PAJ knocks Holness
Thursday, December 08, 2011
THE Press Association of Jamaica (PAJ) has taken prime minister Andrew Holness to task over statements that he made recently, which the PAJ said were potentially threatening to media workers.
At a Jamaica Labour Party (JLP) meeting in Manchester last week, the prime minister, who is also leader of the JLP, drew the ire of media workers and other observers when he declared that the local media could not be trusted to present the party's message.
At the time, the prime minister took a swipe at a news report carried by Television Jamaica (TVJ) and disclosed that the JLP was moving to social media to get its message out to Jamaicans.
Holness continued his verbal attack on Monday when he told party supporters in Portland that they should not be surprised if the local media chose not to report on aspects of his presentation. The prime minister's comments were mild when compared to those uttered on the same platform by West Portland Member of Parliament, Daryl Vaz who chided TVJ for pulling a JLP advertisement, which the station said was being reviewed by its lawyers to avoid legal challenges.
In the letter to the prime minister, PAJ president Jenni Campbell said that the association had taken note of the negative public utterances against journalists and the veiled threats against media workers by JLP supporters at public meetings.
"The PAJ takes note of the negative public utterances from your political platform against journalists and the veiled threats against media workers by your supporters at public meetings," the news release stated.
"The PAJ is aware of instances in the not too distant past where platform comments have resulted in attacks on journalists. While we respect the right of every individual to criticise the media the vitriol that has come from the Jamaica Labour Party platform in Portland and Manchester is unacceptable and has put media workers at risk as they perform a legitimate and necessary function of providing the public with information," the PAJ said.
The PAJ advised the prime minister that it was prepared to take its concerns to regional and international organisations.
"We wish to state clearly that should this pattern continue or if a single journalist is attacked the PAJ will swiftly seek the assistance of its regional and international partners including the International Press Institute, the International Federation of Journalists, the Inter-American Press Association and the Association of Caribbean Media Workers to ensure that your administration is reminded of Jamaica's enviable record of press freedom and the sanctions which can be brought against a government which threatens the safety of media workers," the PAJ said.
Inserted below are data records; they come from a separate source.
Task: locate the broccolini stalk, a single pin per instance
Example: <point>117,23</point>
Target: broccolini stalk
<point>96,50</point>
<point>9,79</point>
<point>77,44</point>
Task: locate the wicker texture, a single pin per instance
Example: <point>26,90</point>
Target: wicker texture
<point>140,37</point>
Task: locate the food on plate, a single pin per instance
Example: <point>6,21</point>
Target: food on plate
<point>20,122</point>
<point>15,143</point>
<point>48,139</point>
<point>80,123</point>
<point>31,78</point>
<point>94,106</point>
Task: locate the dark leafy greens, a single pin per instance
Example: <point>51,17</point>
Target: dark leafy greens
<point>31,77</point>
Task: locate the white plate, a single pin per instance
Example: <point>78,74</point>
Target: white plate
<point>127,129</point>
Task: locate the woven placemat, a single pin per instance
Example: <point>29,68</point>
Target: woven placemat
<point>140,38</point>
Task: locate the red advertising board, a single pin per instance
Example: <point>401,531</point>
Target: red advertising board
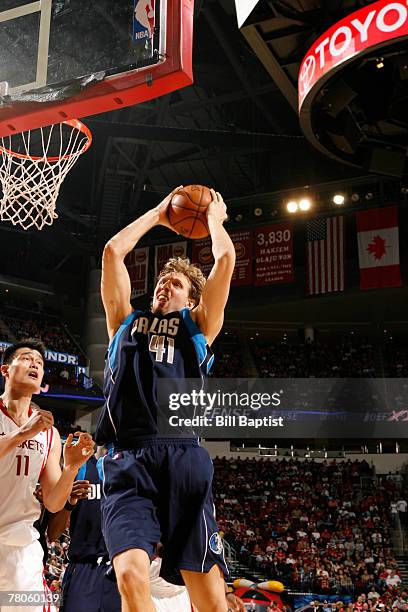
<point>273,254</point>
<point>371,26</point>
<point>243,271</point>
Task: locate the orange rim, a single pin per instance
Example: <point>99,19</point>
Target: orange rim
<point>74,123</point>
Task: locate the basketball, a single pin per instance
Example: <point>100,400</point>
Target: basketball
<point>187,211</point>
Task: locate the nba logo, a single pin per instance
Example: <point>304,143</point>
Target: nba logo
<point>143,19</point>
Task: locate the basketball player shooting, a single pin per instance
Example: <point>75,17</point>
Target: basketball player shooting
<point>30,451</point>
<point>160,489</point>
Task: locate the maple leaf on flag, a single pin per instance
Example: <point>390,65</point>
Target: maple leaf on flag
<point>377,247</point>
On Tuesday, the RJR Communications Group, the parent company of TVJ announced that the telephone numbers, email addresses and Blackberry contact details of some of its managers were electronically released to members of the public by the JLP's young professional arm, Generation 2000 (G2K).
The company claimed G2K's move was in protest over the station's decision to pull a controversial JLP commercial.
However, G2K has denied that it publicised private contact information for managers at the RJR Group. In a news release, G2K President Delano Seiveright said that the organisation directed those concerned about perceived bias by the RJR Group to communicate those concerns via email and or by telephone to the RJR Group managing director as well as to the group's head of news and sports.
Seiveright maintained that the numbers sent out were publicly available office numbers and emails assigned to the RJR Group.
Late yesterday, the young professional arm of the Opposition People's National Party (PNP), the Patriots also expressed grave disappointment at the prime minister's statements.
The Patriots said that the criticism has reached a point whereby some journalists are now being heckled and harassed at political meetings of the JLP.
According to the Patriots, such actions constitute a dangerous threat to democracy and a risk to the personal safety of journalists.
"It is a sad day for Jamaica when a prime minister, and especially one who claims to have brought a new and different approach to politics, has made attacking the free press, his first preoccupation and the target of political attacks on the campaign trail," the Patriots said yesterday.
The Patriots said that the Prime Minister's recent platform comments were inappropriate and unbecoming of the leader of a democratic country.
General secretary of the Patriots, Wayne Gentles said that the group was also concerned that Holness had not seen it fit to condemn the actions of JLP affiliate Generation 2000, which has launched a campaign of media harassment by publicly circulating the personal contact information of some media personnel, encouraging persons to call and criticise them.
The Patriots said that it has reports that during the prime minister's address to the JLP's mass meeting in Port Antonio earlier this week, media practitioners were heckled and even threatened by JLP supporters. This followed Holness' pronouncement that the media cannot be trusted to report positive messages, the Patriots said.